このガイドライン検討会では平成25年度までのデータを参照しており、昨年4月の診療報酬改定の影響を示す平成26年度のデータは反映されていない。平成26年度のデータは、医療経済実態調査の結果が今年5~6月ごろに出るので、その結果によってガイドラインの詳細は影響されてくるだろうと思っている。
 

■ 地方創生優先政策への協力

 安倍内閣は地方創生を優先していくということで、大変ありがたい政策であると思っている。しかし残念ながら、地域医療介護総合確保基金(基金)の交付状況については、過疎地への対応という面で疑問がある。医療や介護サービスのない地域に人は住めない。「地方創生」ということは、過疎地においても継続して医療・介護サービスがあることが条件になる。
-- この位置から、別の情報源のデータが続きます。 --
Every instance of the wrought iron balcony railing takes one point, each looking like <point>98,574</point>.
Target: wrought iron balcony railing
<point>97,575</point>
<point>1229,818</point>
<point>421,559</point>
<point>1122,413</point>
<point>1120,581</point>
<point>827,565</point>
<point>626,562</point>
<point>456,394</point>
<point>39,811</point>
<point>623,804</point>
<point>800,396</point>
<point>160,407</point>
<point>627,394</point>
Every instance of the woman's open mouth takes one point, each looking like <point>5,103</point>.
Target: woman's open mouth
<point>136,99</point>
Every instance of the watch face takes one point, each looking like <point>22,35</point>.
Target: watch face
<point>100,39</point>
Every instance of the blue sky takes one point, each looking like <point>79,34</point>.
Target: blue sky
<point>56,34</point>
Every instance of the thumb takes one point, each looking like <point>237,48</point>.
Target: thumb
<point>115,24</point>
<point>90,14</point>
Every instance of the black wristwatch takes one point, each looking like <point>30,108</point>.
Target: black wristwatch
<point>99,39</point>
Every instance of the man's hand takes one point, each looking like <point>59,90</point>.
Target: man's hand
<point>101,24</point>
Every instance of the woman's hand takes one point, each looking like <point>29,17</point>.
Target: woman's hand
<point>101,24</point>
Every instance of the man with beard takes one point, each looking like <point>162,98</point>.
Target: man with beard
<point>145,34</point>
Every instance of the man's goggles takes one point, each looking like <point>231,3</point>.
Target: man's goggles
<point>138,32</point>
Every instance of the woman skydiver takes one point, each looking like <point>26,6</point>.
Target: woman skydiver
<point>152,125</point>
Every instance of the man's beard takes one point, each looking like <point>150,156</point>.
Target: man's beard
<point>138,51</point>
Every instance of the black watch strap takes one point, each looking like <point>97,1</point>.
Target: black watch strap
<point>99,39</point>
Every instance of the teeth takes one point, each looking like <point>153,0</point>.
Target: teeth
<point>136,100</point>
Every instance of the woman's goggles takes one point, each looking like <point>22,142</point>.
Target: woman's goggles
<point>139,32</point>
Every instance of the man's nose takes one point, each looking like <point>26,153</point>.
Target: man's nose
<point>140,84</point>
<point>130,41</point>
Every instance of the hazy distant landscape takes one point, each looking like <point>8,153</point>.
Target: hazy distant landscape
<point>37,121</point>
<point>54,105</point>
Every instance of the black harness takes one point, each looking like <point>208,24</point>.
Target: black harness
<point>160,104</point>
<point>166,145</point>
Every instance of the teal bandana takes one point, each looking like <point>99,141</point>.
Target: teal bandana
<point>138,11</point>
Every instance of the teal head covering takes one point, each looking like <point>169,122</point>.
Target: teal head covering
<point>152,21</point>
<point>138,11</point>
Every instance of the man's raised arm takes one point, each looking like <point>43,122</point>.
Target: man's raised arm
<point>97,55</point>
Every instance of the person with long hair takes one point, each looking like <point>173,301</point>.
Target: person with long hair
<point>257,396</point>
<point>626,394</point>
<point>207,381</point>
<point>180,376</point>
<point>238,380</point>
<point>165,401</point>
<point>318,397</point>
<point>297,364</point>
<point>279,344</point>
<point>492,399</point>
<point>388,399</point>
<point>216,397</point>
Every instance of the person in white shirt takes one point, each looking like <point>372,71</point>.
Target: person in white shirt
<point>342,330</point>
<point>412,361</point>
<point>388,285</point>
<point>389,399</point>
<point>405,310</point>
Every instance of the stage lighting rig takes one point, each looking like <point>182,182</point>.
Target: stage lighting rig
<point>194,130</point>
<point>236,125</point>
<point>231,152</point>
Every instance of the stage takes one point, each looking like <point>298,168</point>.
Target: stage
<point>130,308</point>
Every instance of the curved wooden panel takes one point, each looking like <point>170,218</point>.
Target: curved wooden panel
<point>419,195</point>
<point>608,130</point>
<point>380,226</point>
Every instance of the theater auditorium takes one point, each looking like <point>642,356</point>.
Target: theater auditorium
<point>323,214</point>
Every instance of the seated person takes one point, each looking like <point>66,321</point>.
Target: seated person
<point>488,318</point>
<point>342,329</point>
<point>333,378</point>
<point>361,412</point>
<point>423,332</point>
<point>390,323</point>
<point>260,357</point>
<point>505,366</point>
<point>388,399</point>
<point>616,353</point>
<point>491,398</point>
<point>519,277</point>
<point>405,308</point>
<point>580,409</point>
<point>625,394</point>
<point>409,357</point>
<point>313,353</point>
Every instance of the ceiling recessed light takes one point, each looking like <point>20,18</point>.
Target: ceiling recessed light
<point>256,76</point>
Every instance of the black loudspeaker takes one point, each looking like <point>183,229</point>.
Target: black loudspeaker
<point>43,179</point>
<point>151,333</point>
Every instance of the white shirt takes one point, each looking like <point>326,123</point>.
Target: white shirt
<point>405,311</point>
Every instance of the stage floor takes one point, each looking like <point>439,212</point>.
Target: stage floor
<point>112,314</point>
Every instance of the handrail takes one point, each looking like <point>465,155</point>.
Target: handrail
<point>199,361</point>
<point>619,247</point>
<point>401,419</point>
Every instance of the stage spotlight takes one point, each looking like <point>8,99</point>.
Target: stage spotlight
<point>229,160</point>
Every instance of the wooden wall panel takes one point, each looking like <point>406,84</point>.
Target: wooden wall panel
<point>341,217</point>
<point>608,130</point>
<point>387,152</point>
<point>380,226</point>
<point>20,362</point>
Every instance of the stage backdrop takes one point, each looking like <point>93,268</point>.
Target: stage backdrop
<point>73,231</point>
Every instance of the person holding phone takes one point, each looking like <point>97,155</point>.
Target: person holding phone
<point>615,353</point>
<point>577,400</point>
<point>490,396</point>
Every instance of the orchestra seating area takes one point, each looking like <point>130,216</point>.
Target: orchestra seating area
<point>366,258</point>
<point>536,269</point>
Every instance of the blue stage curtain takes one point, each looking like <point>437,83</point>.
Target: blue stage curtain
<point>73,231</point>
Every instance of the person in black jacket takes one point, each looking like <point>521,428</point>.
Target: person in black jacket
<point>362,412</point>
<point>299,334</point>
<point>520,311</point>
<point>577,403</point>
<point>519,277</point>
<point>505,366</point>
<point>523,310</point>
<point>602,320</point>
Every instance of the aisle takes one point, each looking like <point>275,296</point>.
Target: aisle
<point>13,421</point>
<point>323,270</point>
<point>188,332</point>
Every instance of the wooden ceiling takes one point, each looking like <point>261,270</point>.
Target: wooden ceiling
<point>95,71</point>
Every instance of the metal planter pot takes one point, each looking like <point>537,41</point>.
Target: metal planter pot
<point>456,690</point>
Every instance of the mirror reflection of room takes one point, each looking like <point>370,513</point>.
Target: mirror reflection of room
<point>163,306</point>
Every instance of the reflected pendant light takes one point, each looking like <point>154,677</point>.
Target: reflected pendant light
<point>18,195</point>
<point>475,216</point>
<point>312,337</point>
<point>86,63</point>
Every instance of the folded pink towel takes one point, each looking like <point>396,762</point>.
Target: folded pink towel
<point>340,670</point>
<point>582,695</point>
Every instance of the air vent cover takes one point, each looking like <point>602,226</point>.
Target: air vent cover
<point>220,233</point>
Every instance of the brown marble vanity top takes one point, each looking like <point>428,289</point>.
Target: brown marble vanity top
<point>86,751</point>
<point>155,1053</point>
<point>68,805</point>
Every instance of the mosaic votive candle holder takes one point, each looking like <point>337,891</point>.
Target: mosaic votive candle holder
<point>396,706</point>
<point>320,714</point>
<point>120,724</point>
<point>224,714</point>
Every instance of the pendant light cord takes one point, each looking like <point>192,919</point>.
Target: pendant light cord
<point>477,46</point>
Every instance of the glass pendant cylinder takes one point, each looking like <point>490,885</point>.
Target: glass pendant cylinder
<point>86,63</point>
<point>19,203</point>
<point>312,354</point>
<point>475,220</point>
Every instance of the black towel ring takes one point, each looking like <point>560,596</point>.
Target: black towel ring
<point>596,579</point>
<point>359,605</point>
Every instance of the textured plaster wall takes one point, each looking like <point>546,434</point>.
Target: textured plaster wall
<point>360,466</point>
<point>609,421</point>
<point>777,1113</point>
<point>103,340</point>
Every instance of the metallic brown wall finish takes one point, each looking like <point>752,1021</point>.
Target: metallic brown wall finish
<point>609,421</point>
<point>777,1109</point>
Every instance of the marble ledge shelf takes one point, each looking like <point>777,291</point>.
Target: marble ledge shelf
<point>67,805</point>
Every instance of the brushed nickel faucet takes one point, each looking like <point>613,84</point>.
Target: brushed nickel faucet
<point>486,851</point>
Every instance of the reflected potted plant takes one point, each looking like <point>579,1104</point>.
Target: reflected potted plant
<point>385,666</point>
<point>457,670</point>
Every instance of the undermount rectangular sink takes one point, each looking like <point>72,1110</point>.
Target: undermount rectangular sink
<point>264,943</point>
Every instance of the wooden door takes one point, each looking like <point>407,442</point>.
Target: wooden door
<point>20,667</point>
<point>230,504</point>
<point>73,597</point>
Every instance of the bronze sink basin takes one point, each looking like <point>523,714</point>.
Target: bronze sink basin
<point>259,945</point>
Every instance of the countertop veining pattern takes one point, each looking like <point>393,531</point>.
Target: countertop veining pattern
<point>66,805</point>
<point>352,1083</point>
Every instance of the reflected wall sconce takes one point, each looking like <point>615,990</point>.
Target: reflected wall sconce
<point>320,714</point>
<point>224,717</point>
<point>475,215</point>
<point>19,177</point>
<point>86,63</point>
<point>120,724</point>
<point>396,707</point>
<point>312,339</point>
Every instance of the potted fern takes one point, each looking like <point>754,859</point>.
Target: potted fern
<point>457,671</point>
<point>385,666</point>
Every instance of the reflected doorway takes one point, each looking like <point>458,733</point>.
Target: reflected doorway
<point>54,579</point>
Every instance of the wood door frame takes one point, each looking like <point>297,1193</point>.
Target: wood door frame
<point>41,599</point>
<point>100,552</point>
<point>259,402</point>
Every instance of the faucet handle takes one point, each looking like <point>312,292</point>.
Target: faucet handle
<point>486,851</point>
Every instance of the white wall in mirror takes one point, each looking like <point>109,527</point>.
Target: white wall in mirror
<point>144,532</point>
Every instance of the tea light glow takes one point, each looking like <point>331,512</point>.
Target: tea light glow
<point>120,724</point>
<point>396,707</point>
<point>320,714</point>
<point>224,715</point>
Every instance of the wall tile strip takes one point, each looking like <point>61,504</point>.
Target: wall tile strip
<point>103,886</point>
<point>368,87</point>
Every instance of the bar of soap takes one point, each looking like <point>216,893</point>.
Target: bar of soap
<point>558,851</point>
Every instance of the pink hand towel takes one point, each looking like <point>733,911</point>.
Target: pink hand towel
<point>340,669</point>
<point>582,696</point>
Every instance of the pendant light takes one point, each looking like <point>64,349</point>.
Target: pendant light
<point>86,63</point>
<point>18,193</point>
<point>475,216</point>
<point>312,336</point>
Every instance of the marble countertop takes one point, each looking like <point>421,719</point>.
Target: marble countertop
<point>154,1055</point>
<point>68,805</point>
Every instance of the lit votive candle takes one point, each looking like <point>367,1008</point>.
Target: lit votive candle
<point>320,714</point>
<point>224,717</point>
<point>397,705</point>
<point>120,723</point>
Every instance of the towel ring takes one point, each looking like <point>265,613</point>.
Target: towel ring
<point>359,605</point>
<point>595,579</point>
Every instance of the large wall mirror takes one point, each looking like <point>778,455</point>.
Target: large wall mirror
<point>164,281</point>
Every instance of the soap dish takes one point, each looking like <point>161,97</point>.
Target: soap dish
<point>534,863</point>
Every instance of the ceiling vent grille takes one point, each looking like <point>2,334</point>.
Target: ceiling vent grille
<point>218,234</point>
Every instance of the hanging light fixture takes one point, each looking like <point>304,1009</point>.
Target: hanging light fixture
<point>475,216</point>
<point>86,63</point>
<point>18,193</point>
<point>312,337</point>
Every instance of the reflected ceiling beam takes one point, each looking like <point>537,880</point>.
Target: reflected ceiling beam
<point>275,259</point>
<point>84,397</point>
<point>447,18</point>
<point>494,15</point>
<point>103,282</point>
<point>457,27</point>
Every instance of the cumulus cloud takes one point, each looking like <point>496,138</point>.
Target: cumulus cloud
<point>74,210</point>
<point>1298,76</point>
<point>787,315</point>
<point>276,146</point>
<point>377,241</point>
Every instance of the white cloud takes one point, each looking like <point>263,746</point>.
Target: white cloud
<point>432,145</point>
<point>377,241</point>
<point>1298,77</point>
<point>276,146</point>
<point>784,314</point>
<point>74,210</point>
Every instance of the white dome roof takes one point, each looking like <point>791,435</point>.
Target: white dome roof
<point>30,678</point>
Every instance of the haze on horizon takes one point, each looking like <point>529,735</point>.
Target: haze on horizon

 民間企業はニーズが少ない地域にはなかなか出ていかないので、過疎地に補助金を出して、医療・介護サービスの継続性を図るために基金が使われるものであると思っていたが、残念ながらそういう多様な基金の使い方がほとんどなかった。われわれは大変失望している。

 東京のような都会では介護報酬が高い傾向にあるが、これはおかしいのではないかと思っている。過疎地に行けば行くほど、1人のヘルパーが対応できる患者さんの数が少なくなる。過疎地では、都会の3分の1程度ではないか。とすると、ヘルパーさんの収入は都会の3分の1になるので、そういう地域では働き続けられない。都市部にどんどん移動していく。すなわち、給料を多く出さないと過疎地には来てくれない。

 現在、残念ながらそういう方向に進んでいる。医療・介護サービスのない所に人は住めないことを考えると、今回の介護報酬改定の方針をはじめ、病床を機能別に削減していく方向性は、地方創生に逆行するのではないか。取り越し苦労かもしれないが、そういう心配をしている。生まれ育った地域で最期を迎えることができるようにサポートするのが、われわれ慢性期医療に携わる者として当然のことである。そのような方向に逆行するような医療・介護の政策というものに対して、杞憂かもしれないが心配している。

 本日、皆さんにお伝えしたいことは以上だが、当協会の池端副会長端から今後の入院医療の方針等について一言述べさせていただく。池端副会長は、厚生労働省の「入院医療等の調査・評価分科会」の委員を務めている。
 

■ 今後の入院医療の方向性
 
[池端副会長]
池端幸彦副会長20150312 「入院医療等の調査・評価分科会」は4月末に再開されると聞いている。横断調査の結果などを踏まえて議論を進めていくと思われるが、会長から先ほどお話があったように、地域医療構想策定ガイドラインの検討会での議論が先行して進んでいる。

 私の福井県でも、地域医療構想調整会議の今後が焦点となっている。地域によっては、調整会議のメンバーが慢性期医療に精通している方々ではない場合もあり得る。今後、日慢協としてどのように対応していくか、先ほどの理事会でも話題になった。

 当協会では、各都道府県に支部を設置しているので、支部を通じて県や地区医師会などに働きかけ、あるいは議員さんにもお願いしながら、慢性期医療を守っていきたい。「良質な慢性期医療がなければ日本の医療は成り立たない」との方針の下、慢性期医療の重要性や必要性を踏まえた地域医療構想になるよう取り組んでいく。

 われわれは決して、自分たちの病院さえよければいいという考え方ではない。今後、日本の医療をどうしていくかを考え、財源が不足している中で、本当に必要な所に必要な財源を投入しながら国を守っていく立場から考えていきたい。

 リハビリテーションの在り方についても、出来高払いから脱却し、アウトカムを重視したものにしていかなければいけない。会見前に開かれた先ほどの理事会では報告事項を後回しにして、リハビリをめぐる問題などについて熱心な議論が行われた。そうした議論の中で固まった内容を先ほど会長がお話しした。

 どちらが勝った、負けたということではなく、日本の医療をどうしていくべきかを真摯に考え、他の病院団体などともしっかり議論しながら、本当に良いものを目指していかなければいけないと思っている。そういう考えで、入院分科会での議論に臨んでいきたい。以上で、われわれからの説明を終わりたい。ありがとうございました。